Institute: Stony Brook University
The goal of this project was to predict human intersexual attractiveness through several machine learning models based on individual profile, such as age, height, college, and self-photos collected by the biggest dating service in South Korea. To be more specific about the data, every user must be rated over 3.0 average scores out of 5.0 in total by other random members (in the opposite sex) in order to join the membership of the service. Hence, every member of the service have their own rating scores which represents their intersexual attractiveness from 1.0 to 5.0 scale. They have more than 1 M members in their service.
Data Credentials and Policy
This project was conducted under highly-secured circumstances by cooperating with an authorized colleague located at the corporate branch. Designing/implementing the model was done at Stony Brook University while applying the actual data was safely done only under the circumstance that the corporation had provided.
Since this is about prediction as numerical scores, I first decided to look into regression models, such as ridge and elastic net regression. There also lots of self-phots corresponding to each user. Psycologically, I also assumed that attractiveness is mainly from the appearance. Thus, I considered the self-photos as a independent variables of my prediction model by converting the images to a meaningful feature vectors. In order to do this, I applied pre-trained model such as inception-v3 to extract image vectors.

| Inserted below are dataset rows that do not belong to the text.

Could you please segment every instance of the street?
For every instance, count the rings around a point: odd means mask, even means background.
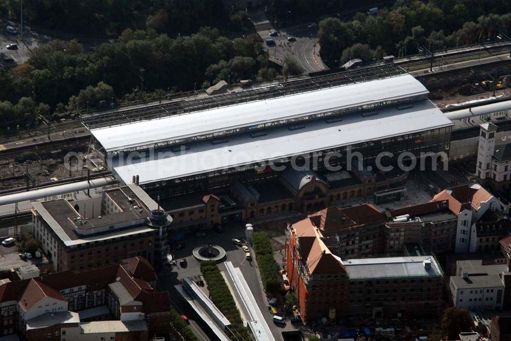
[[[289,322],[285,328],[277,326],[273,323],[272,320],[273,315],[268,311],[268,300],[263,293],[259,274],[253,261],[249,261],[245,259],[245,253],[241,248],[237,247],[231,240],[233,238],[243,239],[244,234],[244,225],[240,223],[235,225],[223,226],[223,227],[224,230],[222,234],[217,233],[212,230],[206,231],[206,235],[200,238],[192,236],[191,235],[187,235],[185,239],[185,247],[180,250],[172,251],[178,264],[181,259],[187,259],[188,262],[187,267],[182,268],[177,265],[171,268],[169,265],[165,265],[158,274],[158,289],[169,291],[173,304],[178,308],[178,310],[180,310],[188,316],[191,321],[190,326],[192,330],[199,339],[202,339],[204,335],[208,335],[207,327],[201,326],[201,322],[197,320],[197,316],[195,316],[195,314],[191,313],[190,308],[185,303],[181,302],[178,294],[174,288],[174,285],[179,284],[180,280],[184,277],[200,275],[199,262],[192,256],[192,250],[195,247],[205,243],[219,245],[223,248],[226,252],[227,255],[224,261],[230,261],[235,267],[239,267],[241,269],[243,276],[249,283],[250,290],[257,301],[258,305],[262,311],[275,339],[282,339],[281,334],[282,331],[293,330],[294,328]],[[253,255],[251,250],[251,252]],[[225,271],[225,267],[223,263],[219,264],[219,267],[221,271]],[[231,288],[233,287],[232,283],[228,282],[228,284]],[[233,295],[233,296],[235,301],[239,299],[236,295]],[[242,304],[239,304],[239,305],[242,306]],[[247,312],[244,311],[244,308],[242,307],[242,318],[244,318],[244,315],[247,315]]]
[[[270,36],[273,29],[260,31],[258,33],[263,40],[272,39],[275,45],[266,45],[268,56],[278,64],[284,63],[288,56],[293,57],[306,72],[320,71],[326,66],[319,57],[319,45],[317,42],[317,26],[309,27],[309,25],[301,24],[278,30],[278,35]],[[289,41],[288,37],[296,38],[295,41]]]

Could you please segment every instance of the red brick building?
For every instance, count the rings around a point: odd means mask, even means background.
[[[285,268],[304,320],[438,313],[443,273],[434,257],[352,256],[383,249],[389,218],[371,205],[332,207],[288,226]]]

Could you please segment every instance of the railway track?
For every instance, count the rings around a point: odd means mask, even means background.
[[[88,178],[89,180],[94,180],[95,179],[100,179],[101,178],[106,178],[108,177],[113,176],[112,173],[110,172],[102,172],[99,173],[96,173],[95,174],[91,175]],[[57,180],[56,181],[51,181],[50,182],[45,182],[43,183],[40,184],[37,186],[29,186],[29,187],[18,187],[17,188],[12,188],[11,189],[6,189],[4,190],[0,191],[0,196],[7,196],[8,194],[16,194],[17,193],[22,193],[24,192],[26,192],[27,191],[35,190],[36,189],[41,189],[42,188],[47,188],[49,187],[55,187],[56,186],[60,186],[61,185],[66,185],[68,184],[74,183],[75,182],[79,182],[80,181],[84,181],[87,180],[87,177],[86,176],[84,177],[77,177],[76,178],[71,178],[69,179],[66,179],[61,180]]]
[[[17,220],[17,222],[16,222]],[[0,228],[11,227],[17,225],[24,225],[32,220],[32,212],[20,212],[16,217],[14,214],[0,216]]]
[[[0,162],[14,160],[23,161],[37,160],[54,154],[67,153],[82,147],[89,139],[89,136],[73,137],[66,140],[49,141],[43,143],[20,146],[0,151]]]

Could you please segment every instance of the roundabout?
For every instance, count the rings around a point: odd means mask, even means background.
[[[206,244],[200,245],[193,249],[193,256],[198,261],[214,260],[219,263],[225,258],[225,250],[218,245]]]

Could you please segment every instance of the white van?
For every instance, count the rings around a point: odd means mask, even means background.
[[[273,323],[281,325],[285,325],[286,324],[286,319],[283,318],[282,316],[277,316],[276,315],[274,315]]]
[[[4,246],[9,246],[9,245],[12,245],[16,241],[16,239],[14,238],[9,237],[6,239],[4,239],[2,242],[2,245]]]

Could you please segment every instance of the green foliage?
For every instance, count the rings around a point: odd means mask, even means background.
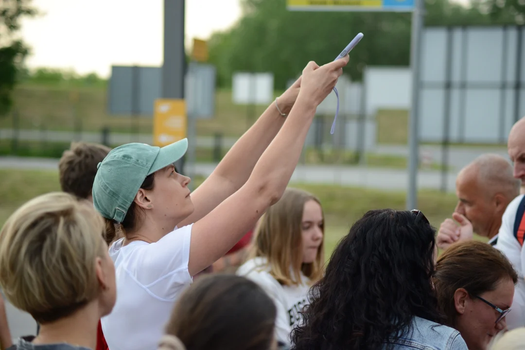
[[[17,82],[17,73],[29,52],[23,41],[15,38],[20,20],[34,16],[32,0],[3,0],[0,2],[0,116],[13,104],[12,92]]]
[[[72,71],[45,68],[37,68],[32,72],[26,70],[21,79],[27,83],[65,87],[105,87],[107,83],[106,79],[96,73],[81,76]]]
[[[230,86],[234,72],[251,71],[273,72],[276,89],[284,89],[308,61],[330,62],[359,32],[364,38],[345,69],[352,79],[360,80],[367,65],[410,63],[410,14],[289,11],[286,0],[242,4],[244,16],[236,25],[209,41],[210,61],[217,67],[221,87]],[[448,0],[426,0],[425,6],[427,26],[512,23],[508,16],[496,20],[488,16],[486,6],[479,3],[466,7]]]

Ridge regression with 10K samples: 54 features (age, height, college, etc.) + 1024 features of self-photos extracted from the pre-trained deep neural network: Inception-v3)
Scatteplot (Actual vs. Pred)
R squared scores of the ridge regression model showed that the prediction was not well fitted. I tried binary classication Non Attractive (1.0 to 2.5) and Attractive (2.5 to 5.0) through Support Vector Machine with One-vs-Rest strategy to examine if binary relationship exist.
Binay classification on human attractiveness somehow worked. Since the appearance may be more important factor than other features, I decided to focus more on the appearance, especially face. I extracted faces from the photos by using OpenCV face recognition algorithm. I also applied PCA dimensional reduction on the face images to reduce the compuational costs and enhance meaningful feature relationships. Then, I applied logistic regression with binary classification between Non Attractive (1.0 to 2.5) and Attractive (2.5 to 5.0).
PCA Dimensional Reduction reduced 90% of features of face images from 4096 (64 by 64) dimensional features into 400 principal components features.
Legal Issues Emerged and Conclusion
While conduction this research more deeply, the legal issues emerged regarding publication of research with the data from South Korea. As a result, all further processes for this project have been unfortunately suspended.
Even though I haven’t tried deep learning model for this prediction, human attractiveness prediction showed some performance on binary classification through SVM and Logistic regression.